Wealthy businesswoman Johanna Quandt, her son Stefan Quandt and daughter Susanne Klatten, who together hold a 46.7 percent stake in the luxury car maker, made the donation of 2,30,000 Euros each to the CDU on October 9, two weeks after the German elections, according to parliamentary records.
Under pressure from the German government, the EU environment ministers on Monday agreed to delay the introduction of emission limit of 95 grams per kilometre for average cars until 2024 during their meeting at Luxembourg.
The ministers have agreed in July that the new regulation should come into effect in 2020.
German Environment Minister Peter Altmeier, however, said that the decision to revise the earlier deal was intended to combine "clarity in climate protection with the necessary flexibility and competitiveness to protect the auto industry in Europe".
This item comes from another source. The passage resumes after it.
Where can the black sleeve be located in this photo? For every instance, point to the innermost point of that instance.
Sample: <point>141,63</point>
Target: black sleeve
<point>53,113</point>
Opposition parties, environmentalists and anti-corruption organizations have charged that the German government's intervention to delay the EU legislation was influenced by the USD 9, 32,000 donations.
"There is a clear link between the donation and Peter Altmeier voting against tightening the EU regulations on CO2 emissions for cars from 2020," Left party's Gregor Gysi said.
"We must stop this practice of industry attempting to influence government policies once and for all. Otherwise we will lose our credibility," Gysi added.
Social Democratic Party's (SPD) deputy parliamentary leader Ulrich Kelber urged the CDU to return the donation "in the interest of its political credibility".
The Green party, which on Tuesday abandoned talks with the CDU on forming a new coalition, also criticized the donation. The party's environment policy spokesperson Baerbel Hoehn said a link between the donation and the German government's intervention cannot be overlooked.
The CDU and the Quandt family have, however, strongly rejected these allegations. The Quandt family said in a statement that it has been supporting the CDU with private donations for several years regardless of whether it is in power or in the opposition.
Amnesty International chairperson Edda Mueller urged German president Joachim Gauck to set up a commission to reform the present system of financing political parties.
The controversy comes ahead of Merkel's conservative party's third round of talks with the SPD later this week to explore the possibility of forming a coalition government.
Merkel's party emerged as the dominant force from the election, but with 311 of the 631 seats in the German Parliament, the Bundestag, they lack a majority.